Podría decirse que en cierta forma amaba todo lo que Dios prohibía, como si verdaderamente amara la maldición.

Tengo la tranquilidad de haberle advertido que esta clase de situaciones pueden tener tremendas conclusiones, pero él siempre respondía: De quién me vendrá?

Estaba claro que el sentido de su pregunta estaba dirigido a recordarme, que si él no creía en el Eterno, como le podría venir un castigo por sus rebeldías.

Finalmente ocurrió lo que me temía: La maldición que parecía amar, le sobrevino a su vida de una manera impresionante.

Y lo más grave del caso es que se cumplió aquello que está escrito en el Libro de Salmos, con relación a la maldición y a la misericordia.

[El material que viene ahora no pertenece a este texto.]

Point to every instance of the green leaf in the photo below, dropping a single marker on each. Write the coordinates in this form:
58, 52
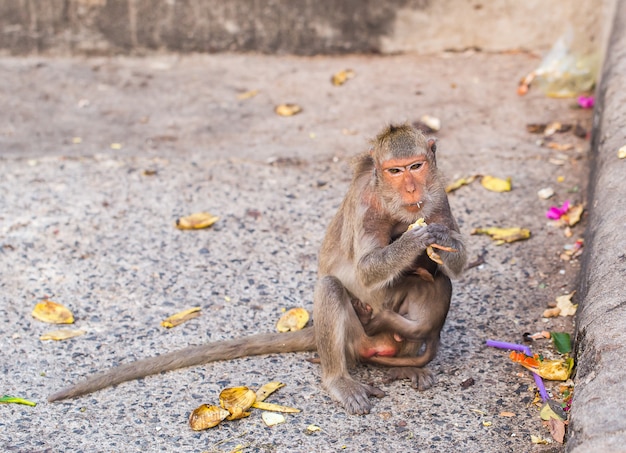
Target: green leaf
15, 400
562, 342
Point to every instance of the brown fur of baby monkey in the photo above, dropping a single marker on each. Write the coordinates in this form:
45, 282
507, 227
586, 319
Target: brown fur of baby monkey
367, 255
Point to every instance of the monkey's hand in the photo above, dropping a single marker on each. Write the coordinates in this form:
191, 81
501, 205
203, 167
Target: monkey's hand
453, 261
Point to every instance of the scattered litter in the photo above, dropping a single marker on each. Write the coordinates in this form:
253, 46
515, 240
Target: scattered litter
496, 184
52, 312
546, 193
562, 73
312, 429
235, 403
504, 235
196, 221
562, 342
526, 350
8, 399
586, 102
294, 319
342, 77
272, 418
181, 317
287, 109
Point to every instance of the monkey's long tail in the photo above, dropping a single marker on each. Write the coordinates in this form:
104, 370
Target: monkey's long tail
269, 343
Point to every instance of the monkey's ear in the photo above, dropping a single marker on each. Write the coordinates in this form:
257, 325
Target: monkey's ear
432, 145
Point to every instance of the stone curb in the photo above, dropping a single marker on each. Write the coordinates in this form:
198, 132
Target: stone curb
597, 421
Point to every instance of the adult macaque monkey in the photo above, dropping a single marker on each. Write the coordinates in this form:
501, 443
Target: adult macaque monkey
370, 260
373, 300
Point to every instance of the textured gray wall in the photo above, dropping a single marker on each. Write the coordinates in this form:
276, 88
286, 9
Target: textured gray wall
304, 27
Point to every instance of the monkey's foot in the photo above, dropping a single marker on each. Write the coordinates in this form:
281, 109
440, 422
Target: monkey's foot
421, 378
353, 395
363, 311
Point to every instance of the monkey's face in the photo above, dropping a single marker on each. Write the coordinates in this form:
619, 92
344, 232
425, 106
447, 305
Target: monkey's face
406, 177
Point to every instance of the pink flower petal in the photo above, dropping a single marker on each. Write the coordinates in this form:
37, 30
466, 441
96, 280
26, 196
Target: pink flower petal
586, 102
555, 212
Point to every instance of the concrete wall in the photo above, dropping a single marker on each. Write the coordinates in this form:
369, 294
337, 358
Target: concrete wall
304, 27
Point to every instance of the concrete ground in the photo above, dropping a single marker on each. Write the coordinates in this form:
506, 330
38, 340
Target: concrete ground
91, 227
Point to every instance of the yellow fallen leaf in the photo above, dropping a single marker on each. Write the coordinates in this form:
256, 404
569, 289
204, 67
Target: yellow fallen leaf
205, 417
52, 312
551, 312
342, 77
247, 95
538, 440
557, 429
274, 407
502, 235
565, 305
196, 221
572, 217
294, 319
288, 109
313, 429
181, 317
237, 400
272, 418
496, 184
267, 389
460, 183
63, 334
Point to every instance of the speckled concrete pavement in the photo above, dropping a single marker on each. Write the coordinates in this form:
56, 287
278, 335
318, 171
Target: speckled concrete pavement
92, 227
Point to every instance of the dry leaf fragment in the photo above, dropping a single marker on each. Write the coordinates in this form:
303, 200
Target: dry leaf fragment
181, 317
272, 418
8, 399
63, 334
267, 389
196, 221
460, 183
288, 109
551, 312
312, 429
205, 417
538, 440
564, 304
496, 184
247, 95
557, 429
237, 400
504, 235
294, 319
545, 193
52, 312
274, 407
342, 77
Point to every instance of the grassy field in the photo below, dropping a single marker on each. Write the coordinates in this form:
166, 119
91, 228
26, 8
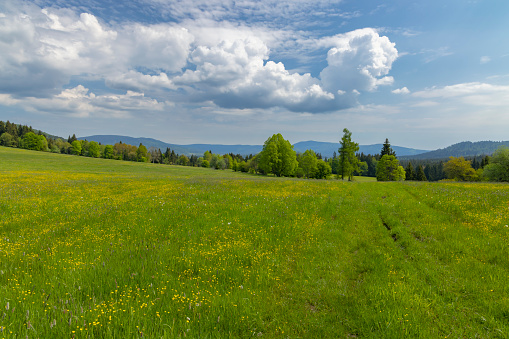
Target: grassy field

Cuando mi amigo comenzó a sufrir los efectos de la maldición que parecía amar, le sobrevino algo peor todavía: La Misericordia de Dios se alejó de él.

Quedó entonces expuesto a la tragedia de vivir la maldición que buscaba y perdió la oportunidad de buscar la Misericordia, que lo podía salvar del trance en el que se encontraba.

Una durísima lección que recuerdo siempre, para obrar con el mayor cuidado en todo lo relacionado con el Soberano y sus mandatos.

Quién desafía al Creador, quién lo niega, se está exponiendo a la maldición que está implícita para quienes se declaran enemigos de ÉL.

Esta tremenda Verdad, la podemos encontrar en muchos casos bíblicos.